Getting effective vaccines to everyone who wants them as quickly as possible is a necessary step towards ending the pandemic, but primarily focusing on vaccination is a poor approach to public health. The UK’s experience with the BA.2 Omicron variant provides jarring proof. The nation had 82% of its adults with three doses of COVID-19 vaccines, and 99% of them had antibodies (including those who had had infections). Still, the UK recorded its highest level of infections in the same period.
Citizens of the UK might ask themselves if this was what they expected back in February when Boris Johnson removed the nation’s remaining restrictions. As he did so, he claimed that “all the efforts of the last two years finally enabled us to protect ourselves while restoring our liberties in full.” He and his contemporaries have made many claims throughout the pandemic, but the results are clear. We can repeatedly declare independence from the pandemic, but we won’t free ourselves of it with our current priorities.
Boris Johnson’s administration has long been the standard-bearer of the laissez-faire approach to public health that has been mirrored in the US and cost us millions of lives and immeasurable suffering around the globe. We should never have allowed it, yet we continue to do so.
Back in the US, the CDC is prioritizing political goals over public health. At the end of February, they proclaimed that the majority of us were in places where we could take our masks off. Now, as we enter the Memorial Day weekend with six times as many cases as the prior year, they’re staying out of the decision until things are out of hand. We shouldn’t be surprised by this. A political appointee leads the agency, so conflict of interest is there by design. The OECD warns of such dangers. Throughout the pandemic, it has become increasingly difficult to avoid the conclusion that conflict of interest is at play, as the political motivation has been clear each time Director Walensky has made a confounding decision.
We know the virus is still circulating and mutating.The BA.2.12.1 variant just eclipsed BA.2 in the US, while BA.4 and BA.5 are wreaking havoc elsewhere We recently hit 1 million official deaths in the US, and we know the actual figure is well above that. Our vaccines do not prevent infection or transmission and they weren’t designed for the variants we’re now dealing with. Why aren’t we pursuing new vaccines that aim for the current need? And more generally, why isn’t the Centers for Disease Control and Prevention throwing everything it has into controlling and preventing this disease?
Early in the pandemic, leaders in the US chose the path of mitigation over elimination, and they have repeatedly doubled down on that choice.
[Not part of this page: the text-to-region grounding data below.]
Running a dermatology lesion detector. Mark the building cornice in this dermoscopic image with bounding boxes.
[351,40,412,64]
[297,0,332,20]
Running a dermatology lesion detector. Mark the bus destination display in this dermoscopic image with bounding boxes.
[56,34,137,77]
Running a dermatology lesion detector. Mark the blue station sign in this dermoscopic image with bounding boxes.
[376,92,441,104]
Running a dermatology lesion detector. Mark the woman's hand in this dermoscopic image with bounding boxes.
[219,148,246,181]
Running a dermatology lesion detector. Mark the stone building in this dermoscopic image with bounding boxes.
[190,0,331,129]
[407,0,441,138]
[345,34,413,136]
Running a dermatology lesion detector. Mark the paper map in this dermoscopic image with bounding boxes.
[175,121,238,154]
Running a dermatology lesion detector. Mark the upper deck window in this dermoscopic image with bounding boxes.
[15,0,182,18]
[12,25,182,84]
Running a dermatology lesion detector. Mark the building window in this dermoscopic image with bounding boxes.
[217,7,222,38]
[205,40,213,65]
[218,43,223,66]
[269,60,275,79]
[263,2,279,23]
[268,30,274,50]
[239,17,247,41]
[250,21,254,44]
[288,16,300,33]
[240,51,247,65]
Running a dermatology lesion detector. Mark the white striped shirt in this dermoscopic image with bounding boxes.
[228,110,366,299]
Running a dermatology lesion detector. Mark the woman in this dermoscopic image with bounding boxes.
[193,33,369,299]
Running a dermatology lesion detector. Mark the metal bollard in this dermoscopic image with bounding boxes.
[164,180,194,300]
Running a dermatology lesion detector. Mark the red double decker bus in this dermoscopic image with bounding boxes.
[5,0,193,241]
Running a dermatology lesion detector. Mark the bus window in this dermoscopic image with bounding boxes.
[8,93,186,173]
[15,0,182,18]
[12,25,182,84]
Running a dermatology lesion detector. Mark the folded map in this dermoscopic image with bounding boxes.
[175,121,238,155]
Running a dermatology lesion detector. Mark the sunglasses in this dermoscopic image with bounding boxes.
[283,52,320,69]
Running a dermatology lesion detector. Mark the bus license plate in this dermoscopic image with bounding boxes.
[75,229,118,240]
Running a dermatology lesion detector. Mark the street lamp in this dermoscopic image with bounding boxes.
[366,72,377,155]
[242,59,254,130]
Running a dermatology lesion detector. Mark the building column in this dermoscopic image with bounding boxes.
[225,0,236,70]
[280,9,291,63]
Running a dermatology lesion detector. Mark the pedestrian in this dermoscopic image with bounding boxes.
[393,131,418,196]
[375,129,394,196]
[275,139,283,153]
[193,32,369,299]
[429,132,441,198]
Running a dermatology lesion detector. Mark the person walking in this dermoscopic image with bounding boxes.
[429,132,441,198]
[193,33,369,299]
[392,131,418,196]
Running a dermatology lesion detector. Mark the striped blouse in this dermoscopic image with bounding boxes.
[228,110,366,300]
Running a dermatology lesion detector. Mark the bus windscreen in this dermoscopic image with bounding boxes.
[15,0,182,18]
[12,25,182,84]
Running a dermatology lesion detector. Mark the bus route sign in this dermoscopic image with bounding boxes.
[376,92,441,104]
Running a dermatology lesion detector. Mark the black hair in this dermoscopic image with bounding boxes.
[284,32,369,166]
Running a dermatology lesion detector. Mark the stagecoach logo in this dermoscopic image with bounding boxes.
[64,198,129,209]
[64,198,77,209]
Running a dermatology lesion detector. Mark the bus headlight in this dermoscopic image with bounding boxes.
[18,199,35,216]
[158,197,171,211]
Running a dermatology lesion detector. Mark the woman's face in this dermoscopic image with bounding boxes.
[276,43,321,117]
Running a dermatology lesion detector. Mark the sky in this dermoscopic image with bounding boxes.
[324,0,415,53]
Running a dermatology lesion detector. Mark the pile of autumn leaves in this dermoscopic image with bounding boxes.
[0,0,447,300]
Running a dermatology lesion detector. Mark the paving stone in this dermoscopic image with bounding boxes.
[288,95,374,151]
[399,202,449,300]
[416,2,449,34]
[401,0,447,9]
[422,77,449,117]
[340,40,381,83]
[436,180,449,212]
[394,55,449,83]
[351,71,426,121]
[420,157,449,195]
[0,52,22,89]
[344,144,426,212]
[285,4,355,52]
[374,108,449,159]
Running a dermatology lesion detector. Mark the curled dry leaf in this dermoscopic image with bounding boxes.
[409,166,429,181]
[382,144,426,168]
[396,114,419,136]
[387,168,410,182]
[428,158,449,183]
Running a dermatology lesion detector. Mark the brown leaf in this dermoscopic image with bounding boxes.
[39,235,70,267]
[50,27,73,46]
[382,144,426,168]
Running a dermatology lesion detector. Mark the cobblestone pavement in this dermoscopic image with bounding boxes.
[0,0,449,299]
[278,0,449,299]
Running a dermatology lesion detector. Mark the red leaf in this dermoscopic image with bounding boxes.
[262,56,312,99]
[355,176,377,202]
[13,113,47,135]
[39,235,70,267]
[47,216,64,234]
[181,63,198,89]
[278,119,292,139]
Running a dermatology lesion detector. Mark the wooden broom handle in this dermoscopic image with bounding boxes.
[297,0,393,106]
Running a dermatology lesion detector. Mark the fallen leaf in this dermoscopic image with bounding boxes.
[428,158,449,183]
But you can’t appease an exponential curve. If you believed otherwise early on, lived experience has surely taught you otherwise. It’s time to demand that we work to reduce transmission. The costs of doing so, in terms of things like accepting the inconvenience of mask-wearing and sharing the burden of improving air quality in enclosed common spaces seem a small collective sacrifice in light of the suffering it can help us avoid.
New variants compound uncertainty. They might bring greater virulence, increase transmissibility, reduce vaccine efficacy, and render our tests less effective or useless. They also put us at risk of new surges. When they appear, the tendency has been to wait and see, looking for conclusive evidence before acting. This approach has repeatedly amplified waves. Working to mitigate transmission would blunt those surges, while reducing the chance of problematic variants becoming viable. We need our leaders to stop worrying about inconveniencing community members and get them refocused on the job of keeping us safe.
Our public health experts know what to do. We have to give them the support they need to point us toward the pandemic’s end. Failing to do so devalues our shared humanity and answers Dr. Tedros’ question in the affirmative. That’s a damning prospect we should not want as our legacy. Instead, it’s time to require better of ourselves and our leaders. They won’t change without a demand. It’s time we demand it.